Network Attacks: ARP, MAC Flooding, DNS Poisoning | AP Cybersecurity
Network Attacks Explained: ARP, MAC Flooding, DNS Poisoning & More
Topic 3.1 covers how networks are attacked. The framework names specific attacks, ARP spoofing, MAC flooding, DNS poisoning, and smurf attacks, and the ways adversaries gain access to a network in the first place.
Contents
The named network attacks
ARP spoofing abuses the address resolution protocol to associate the attacker's MAC address with another device's IP, putting the attacker between two parties (on-path). MAC flooding overwhelms a switch so it broadcasts traffic to everyone, letting the attacker sniff it. DNS poisoning corrupts name resolution so a domain points to a malicious IP.
Smurf attacks attempt to overwhelm a target with traffic, a form of denial of service. Each attack targets a different layer, but all exploit how trust is handled on a network.
An attacker makes every device on a LAN believe the attacker is the gateway. Which attack is this?
Reveal answer
ARP spoofing. By forging ARP replies, the attacker maps their MAC to the gateway's IP, so traffic flows through them (an on-path position).

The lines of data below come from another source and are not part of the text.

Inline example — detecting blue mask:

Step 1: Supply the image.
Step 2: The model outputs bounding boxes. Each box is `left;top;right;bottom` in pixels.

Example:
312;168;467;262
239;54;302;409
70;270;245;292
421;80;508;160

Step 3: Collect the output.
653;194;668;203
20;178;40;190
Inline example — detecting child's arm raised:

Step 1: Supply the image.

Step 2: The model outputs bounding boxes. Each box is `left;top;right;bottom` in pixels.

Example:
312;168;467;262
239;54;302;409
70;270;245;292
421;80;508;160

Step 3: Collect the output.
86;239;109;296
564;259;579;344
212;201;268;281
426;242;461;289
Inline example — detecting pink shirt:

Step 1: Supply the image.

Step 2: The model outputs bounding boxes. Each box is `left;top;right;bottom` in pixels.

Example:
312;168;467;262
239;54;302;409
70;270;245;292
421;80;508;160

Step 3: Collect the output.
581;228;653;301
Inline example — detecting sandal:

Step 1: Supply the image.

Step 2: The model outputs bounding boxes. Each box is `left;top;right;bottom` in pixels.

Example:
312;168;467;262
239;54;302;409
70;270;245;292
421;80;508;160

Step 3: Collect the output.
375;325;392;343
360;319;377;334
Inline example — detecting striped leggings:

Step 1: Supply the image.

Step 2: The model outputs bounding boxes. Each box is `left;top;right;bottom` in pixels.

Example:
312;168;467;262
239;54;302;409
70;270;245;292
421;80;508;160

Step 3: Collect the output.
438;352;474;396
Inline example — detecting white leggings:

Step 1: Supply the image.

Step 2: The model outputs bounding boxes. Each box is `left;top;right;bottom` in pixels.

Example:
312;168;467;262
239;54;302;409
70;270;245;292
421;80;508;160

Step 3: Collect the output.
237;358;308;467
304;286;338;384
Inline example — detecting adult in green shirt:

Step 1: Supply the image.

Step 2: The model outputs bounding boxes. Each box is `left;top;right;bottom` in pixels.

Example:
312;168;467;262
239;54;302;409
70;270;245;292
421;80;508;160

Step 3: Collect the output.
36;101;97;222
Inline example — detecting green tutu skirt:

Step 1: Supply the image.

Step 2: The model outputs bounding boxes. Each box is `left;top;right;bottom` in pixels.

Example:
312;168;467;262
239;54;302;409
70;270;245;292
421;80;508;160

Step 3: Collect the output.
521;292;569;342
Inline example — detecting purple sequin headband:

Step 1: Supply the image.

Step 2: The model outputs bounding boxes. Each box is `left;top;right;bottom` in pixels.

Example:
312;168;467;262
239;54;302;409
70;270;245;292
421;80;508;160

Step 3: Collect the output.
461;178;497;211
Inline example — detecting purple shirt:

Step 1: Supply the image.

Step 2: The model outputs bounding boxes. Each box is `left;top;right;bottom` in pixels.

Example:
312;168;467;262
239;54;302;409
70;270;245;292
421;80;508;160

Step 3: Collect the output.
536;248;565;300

Match the attack to its mechanism: forged ARP replies = ARP spoofing, overwhelmed switch = MAC flooding, corrupted name resolution = DNS poisoning, flood of traffic = smurf/DoS.
How adversaries reach a network
Adversaries get onto networks in several ways (EK 3.1.B): sending malicious traffic from outside, using a device they already compromised, physically plugging into a data port, joining or cracking a wireless network, or exploiting an open network port.
Each entry point is a vulnerability to close, which is what the protect topics in this unit address.
An attacker finds an unused, live network jack in a lobby and plugs in a small device. What vulnerability is this?
Reveal answer
Physical access to a data port. Plugging directly into the network can bypass perimeter defenses, which is why open ports and jacks are a risk.
Local-network attacks are still common
ARP spoofing and DNS attacks remain go-to techniques on local and public networks because the underlying protocols were built for function, not security. Attackers exploit that built-in trust.
Each attack exploits how a network handles trust.
Key Terms
| ARP spoofing | Forging address replies to get on-path between devices. |
| MAC flooding | Overflowing a switch so it broadcasts traffic. |
| DNS poisoning | Corrupting name resolution to redirect users. |
| Smurf attack | Amplified traffic flood that denies service. |
Match It Up
Common Mistakes
Confusing ARP spoofing with DNS poisoning
ARP spoofing forges hardware-address mappings; DNS poisoning corrupts name-to-IP resolution.
Thinking attacks only come from the internet
Adversaries also use compromised devices, physical ports, and wireless.
Ignoring open ports
An open, unused network port is a real entry point.
Treating a smurf attack as theft
A smurf attack is a denial of service; the goal is disruption, not data theft.